Historiquement, un califat est un régime politique hérité du temps du prophète Mahomet, mais c'est un modèle politique qui n'existe plus depuis 1924, et n'était plus reconnu par les oulémas rigoristes depuis déjà plusieurs siècles. Concrètement, le calife exerce le contrôle sur son territoire et est le chef spirituel de la communauté musulmane. "Selon les périodes, les califes avaient plus ou moins de pouvoir par rapport aux sultans", rappelle Romain Caillet, chercheur de l'Institut français du Proche-Orient. "Le dernier qui a réellement exercé un vrai pouvoir fut le dernier calife abbasside qui tomba en 1258 après l'invasion des Mongols. Jusqu'au 11e siècle, le califat abbasside, dont la capitale était Bagdad, était dominé par des sultans chiites, puis il y a eu la restauration de l'autorité des sunnites. On peut imaginer que les djihadistes d'EI l'ont pris pour modèle", précise Romain Caillet avant d'ajouter :

Cela fait des siècles qu'il n'y a plus de califat, donc on ne sait pas vraiment à quoi pourrait ressembler un califat aujourd'hui. Je pense qu'ils sont en train d'improviser".
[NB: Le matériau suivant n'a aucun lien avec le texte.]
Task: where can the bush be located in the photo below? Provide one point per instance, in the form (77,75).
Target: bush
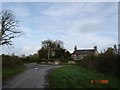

Un califat peut-être pas mais...

Sur le terrain, à défaut d'un califat qui s'imposerait sur tout le monde musulman, un embryon d'Etat est en train de se fixer et les moyens de le consolider existent. "En Irak, une grande majorité des chiites sont de leur côté. En Syrie, dans les zones tribales, les tribus sunnites de l'Euphrate sont des populations plus proches culturellement des tribus irakiennes que syriennes", explique Romain Caillet. "Quand les frontières ont été tracées, les tribus nomades qui vivaient entre les deux pays ont été séparés. Donc cet Etat à cheval entre la Syrie et l'Irak a une vraie cohérence historique et culturelle. En revanche, ce n'est pas la même chose à Alep et à Idlib où il y a eu un gros rejet de EI".

Par ailleurs, EI a reçu le soutien de plusieurs groupes djihadistes qui lui ont fait allégeance : des cadres d'Aqpa (Al-Qaïda dans la péninsule arabique), des dissidences d'Aqmi (Al-Qaïda au Maghreb islamique) en Algérie, Ansar Beit Al-Makdisa qui agit dans le Sinaï. "Si EI obtient un soutien massif, alors seulement on pourra dire qu'ils ont atteint leur objectif", souligne Romain Caillet.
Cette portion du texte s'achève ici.